I walked on. Twenty yards out it was obvious the driver was a man, and the back-seat passenger was a woman. Black hair. Small, but not tiny. She was watching over the driver’s shoulder, staring out the windshield, trying to see what was happening up ahead. Her guys were almost to the parking lot.

I was almost to her back bumper.

I came down the driver’s side and tore open the driver’s door, at which point everything became a simple gamble, as to whether I could subdue and disarm the driver before the woman in the back could react, which was a bet I was pretty sure I could win, having done similar things before, with routine real-world manoeuvres, moves I had made a million times, not thinking or getting worked up, just grabbing the driver by the collar, and hauling him half out, and clubbing him in the face, and pulling his jacket up over his head, which would show me his belt, which had nothing stuck in it, and which would tell me if there was weight in his pocket, which there wasn’t, but I saw straps across his back, so I slammed him against the seat and took his gun from a shoulder holster, and knelt in on top of him and pointed the gun at the woman in the back. Who had her hand in her purse.

I said, ‘Keep still.’

I hit the driver again, just a maintenance dose, and reversed out of his compartment and got in the back.

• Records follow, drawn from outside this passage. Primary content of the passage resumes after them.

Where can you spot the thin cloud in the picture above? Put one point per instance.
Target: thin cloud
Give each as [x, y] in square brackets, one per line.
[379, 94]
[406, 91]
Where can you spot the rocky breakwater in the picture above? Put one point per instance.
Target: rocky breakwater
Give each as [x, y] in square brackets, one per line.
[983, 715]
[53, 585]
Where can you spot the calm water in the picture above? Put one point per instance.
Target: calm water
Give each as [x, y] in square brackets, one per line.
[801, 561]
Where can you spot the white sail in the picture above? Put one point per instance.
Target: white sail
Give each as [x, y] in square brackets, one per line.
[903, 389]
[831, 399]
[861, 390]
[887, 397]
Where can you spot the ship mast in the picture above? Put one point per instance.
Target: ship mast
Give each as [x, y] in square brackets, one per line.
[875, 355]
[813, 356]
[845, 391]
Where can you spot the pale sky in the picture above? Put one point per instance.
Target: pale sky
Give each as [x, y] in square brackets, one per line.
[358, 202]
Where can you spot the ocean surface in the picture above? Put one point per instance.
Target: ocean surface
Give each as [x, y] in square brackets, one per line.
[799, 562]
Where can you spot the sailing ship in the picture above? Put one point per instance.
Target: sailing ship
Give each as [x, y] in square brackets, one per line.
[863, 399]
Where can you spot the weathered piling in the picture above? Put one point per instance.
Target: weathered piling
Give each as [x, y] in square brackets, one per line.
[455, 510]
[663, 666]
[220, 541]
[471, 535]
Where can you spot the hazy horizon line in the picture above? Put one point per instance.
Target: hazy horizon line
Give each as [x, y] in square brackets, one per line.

I said, ‘Take your hand out your purse. If there’s a gun in it I’ll shoot you as soon as I see it. In the gut. So you die slow.’

She took her hand out. No gun.

I said, ‘Your brother did bad things. I think you know that. I think you were there. You must have been living under his protection. Which is why you had to flee when I killed him. I think you approved of what he did. I think you enjoyed it. I think you’re just as bad as him.’